In our reality, Google isn't that big, at least not yet. They rank 55th on the latest Fortune 500 list, behind a bunch of companies that are in more prosaic businesses like oil, retail, and banking. Nevertheless, it's hard to think of another corporation that goes as far afield from its basic product line in its research as Google does. Apple (which makes substantially more money than Google, by the way) does a lot of research, but it's mostly to come up with new products they're going to sell. Meanwhile, Google is working on things like driverless cars, pushing technology forward in ways that may not make them much money (if any at all) in the long run, for no obvious reason other than the fact that the company's leadership appears to think it's interesting.

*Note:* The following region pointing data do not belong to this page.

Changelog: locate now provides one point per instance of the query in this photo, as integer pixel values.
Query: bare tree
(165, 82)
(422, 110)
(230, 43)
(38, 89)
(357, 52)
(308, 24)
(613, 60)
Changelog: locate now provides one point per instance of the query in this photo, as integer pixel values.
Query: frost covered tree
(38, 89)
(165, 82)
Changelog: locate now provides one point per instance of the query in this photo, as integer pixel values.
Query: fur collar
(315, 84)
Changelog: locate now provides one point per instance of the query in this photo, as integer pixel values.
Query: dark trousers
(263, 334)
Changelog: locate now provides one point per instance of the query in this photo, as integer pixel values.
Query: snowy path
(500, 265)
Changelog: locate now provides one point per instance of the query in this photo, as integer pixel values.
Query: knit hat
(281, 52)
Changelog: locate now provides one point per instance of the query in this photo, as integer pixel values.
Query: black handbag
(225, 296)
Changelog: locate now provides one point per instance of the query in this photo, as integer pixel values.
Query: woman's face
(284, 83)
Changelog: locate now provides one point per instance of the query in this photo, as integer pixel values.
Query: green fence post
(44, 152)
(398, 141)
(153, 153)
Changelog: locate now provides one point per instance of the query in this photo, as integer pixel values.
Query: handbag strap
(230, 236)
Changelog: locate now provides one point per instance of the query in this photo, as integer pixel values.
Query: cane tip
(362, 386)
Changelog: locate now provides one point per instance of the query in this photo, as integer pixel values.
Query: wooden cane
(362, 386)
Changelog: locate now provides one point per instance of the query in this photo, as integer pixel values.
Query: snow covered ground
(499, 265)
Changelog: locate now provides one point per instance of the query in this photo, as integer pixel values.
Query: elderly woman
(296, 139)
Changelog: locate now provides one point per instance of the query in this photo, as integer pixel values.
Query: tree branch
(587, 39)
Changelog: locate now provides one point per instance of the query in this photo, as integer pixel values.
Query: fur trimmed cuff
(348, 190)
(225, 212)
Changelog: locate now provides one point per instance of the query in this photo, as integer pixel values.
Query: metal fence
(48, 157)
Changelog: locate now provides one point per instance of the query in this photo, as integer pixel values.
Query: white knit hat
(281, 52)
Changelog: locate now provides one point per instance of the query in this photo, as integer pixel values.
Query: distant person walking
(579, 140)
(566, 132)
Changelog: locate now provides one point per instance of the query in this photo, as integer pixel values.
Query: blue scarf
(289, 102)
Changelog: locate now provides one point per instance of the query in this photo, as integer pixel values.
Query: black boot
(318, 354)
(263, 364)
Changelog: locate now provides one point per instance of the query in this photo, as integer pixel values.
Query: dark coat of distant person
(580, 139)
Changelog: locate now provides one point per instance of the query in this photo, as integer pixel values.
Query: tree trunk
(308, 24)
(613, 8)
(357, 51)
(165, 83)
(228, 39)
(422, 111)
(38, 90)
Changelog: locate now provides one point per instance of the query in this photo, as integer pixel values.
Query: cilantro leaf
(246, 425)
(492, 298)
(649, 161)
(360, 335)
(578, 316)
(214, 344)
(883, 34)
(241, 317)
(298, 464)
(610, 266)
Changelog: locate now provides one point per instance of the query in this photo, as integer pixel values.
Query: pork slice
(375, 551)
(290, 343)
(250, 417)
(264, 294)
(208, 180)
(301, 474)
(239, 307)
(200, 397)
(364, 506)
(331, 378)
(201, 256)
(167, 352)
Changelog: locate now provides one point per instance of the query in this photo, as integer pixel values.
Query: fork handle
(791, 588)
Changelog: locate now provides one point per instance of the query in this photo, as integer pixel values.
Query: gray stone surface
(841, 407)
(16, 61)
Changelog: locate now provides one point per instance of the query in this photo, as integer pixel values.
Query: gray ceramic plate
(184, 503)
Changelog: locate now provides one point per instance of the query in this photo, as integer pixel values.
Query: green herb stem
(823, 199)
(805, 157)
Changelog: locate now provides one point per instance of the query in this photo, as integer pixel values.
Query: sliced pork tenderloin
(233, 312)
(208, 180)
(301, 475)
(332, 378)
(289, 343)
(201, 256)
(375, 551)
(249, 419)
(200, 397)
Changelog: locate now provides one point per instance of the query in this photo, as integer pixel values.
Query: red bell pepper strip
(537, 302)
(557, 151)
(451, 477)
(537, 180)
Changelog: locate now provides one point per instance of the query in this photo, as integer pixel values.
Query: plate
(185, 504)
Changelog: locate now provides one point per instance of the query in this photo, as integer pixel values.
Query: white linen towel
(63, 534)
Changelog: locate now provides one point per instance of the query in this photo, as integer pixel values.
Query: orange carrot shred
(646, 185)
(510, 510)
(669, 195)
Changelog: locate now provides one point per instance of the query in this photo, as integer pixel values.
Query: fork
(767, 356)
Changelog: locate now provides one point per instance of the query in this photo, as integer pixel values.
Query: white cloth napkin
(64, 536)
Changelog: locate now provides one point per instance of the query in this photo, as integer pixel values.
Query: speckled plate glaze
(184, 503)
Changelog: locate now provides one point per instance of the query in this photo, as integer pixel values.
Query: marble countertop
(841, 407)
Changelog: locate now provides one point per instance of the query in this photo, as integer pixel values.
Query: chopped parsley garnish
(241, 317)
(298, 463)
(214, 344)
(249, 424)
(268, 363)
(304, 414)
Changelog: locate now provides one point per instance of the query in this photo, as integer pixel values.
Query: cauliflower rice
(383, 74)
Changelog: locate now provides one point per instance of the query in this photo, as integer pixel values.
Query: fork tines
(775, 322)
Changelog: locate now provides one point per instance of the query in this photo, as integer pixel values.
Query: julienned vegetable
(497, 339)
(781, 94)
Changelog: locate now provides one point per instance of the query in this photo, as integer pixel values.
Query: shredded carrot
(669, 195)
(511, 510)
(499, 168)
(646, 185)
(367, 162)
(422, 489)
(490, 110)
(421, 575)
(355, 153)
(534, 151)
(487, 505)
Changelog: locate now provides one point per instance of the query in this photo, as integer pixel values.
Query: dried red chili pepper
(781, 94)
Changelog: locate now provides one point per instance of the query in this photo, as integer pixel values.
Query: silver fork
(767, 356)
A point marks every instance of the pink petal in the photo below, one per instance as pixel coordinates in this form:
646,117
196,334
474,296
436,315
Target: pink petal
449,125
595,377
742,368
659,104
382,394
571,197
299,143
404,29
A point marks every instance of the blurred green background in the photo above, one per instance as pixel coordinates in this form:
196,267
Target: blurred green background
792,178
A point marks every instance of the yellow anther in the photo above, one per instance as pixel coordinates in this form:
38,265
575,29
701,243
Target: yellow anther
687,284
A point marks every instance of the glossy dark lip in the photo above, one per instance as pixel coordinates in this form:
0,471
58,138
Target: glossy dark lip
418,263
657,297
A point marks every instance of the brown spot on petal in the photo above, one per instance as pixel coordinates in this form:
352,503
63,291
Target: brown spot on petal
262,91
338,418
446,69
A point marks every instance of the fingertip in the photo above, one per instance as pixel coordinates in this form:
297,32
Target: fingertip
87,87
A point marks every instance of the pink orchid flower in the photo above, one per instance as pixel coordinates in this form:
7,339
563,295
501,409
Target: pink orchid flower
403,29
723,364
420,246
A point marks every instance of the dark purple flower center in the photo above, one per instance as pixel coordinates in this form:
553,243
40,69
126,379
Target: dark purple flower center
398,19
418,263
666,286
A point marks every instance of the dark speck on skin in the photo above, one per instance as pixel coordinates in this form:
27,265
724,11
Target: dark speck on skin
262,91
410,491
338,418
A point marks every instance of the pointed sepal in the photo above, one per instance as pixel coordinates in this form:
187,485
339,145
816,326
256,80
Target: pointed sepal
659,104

I'm not a Google fanboy-like many companies, they do some very nice things and some less-nice things. But if I were Larry Page, this is the kind of enterprise I'd be getting into, too. When the company was formed, he and co-founder Sergey Brin had one shattering insight: that searching for things on the internet was going to be far more important than anybody else realized, and if you could make software that did it better than the alternatives, your company could become a behemoth. You'd have trouble finding anybody in the business of predicting the future who doesn't think robotics is going to be incredibly important to the world of 50 years from now (or sooner). So if you're Google and you've got billions of dollars to play with, why not make the future? Let's just hope they keep that "Don't Be Evil" thing in mind.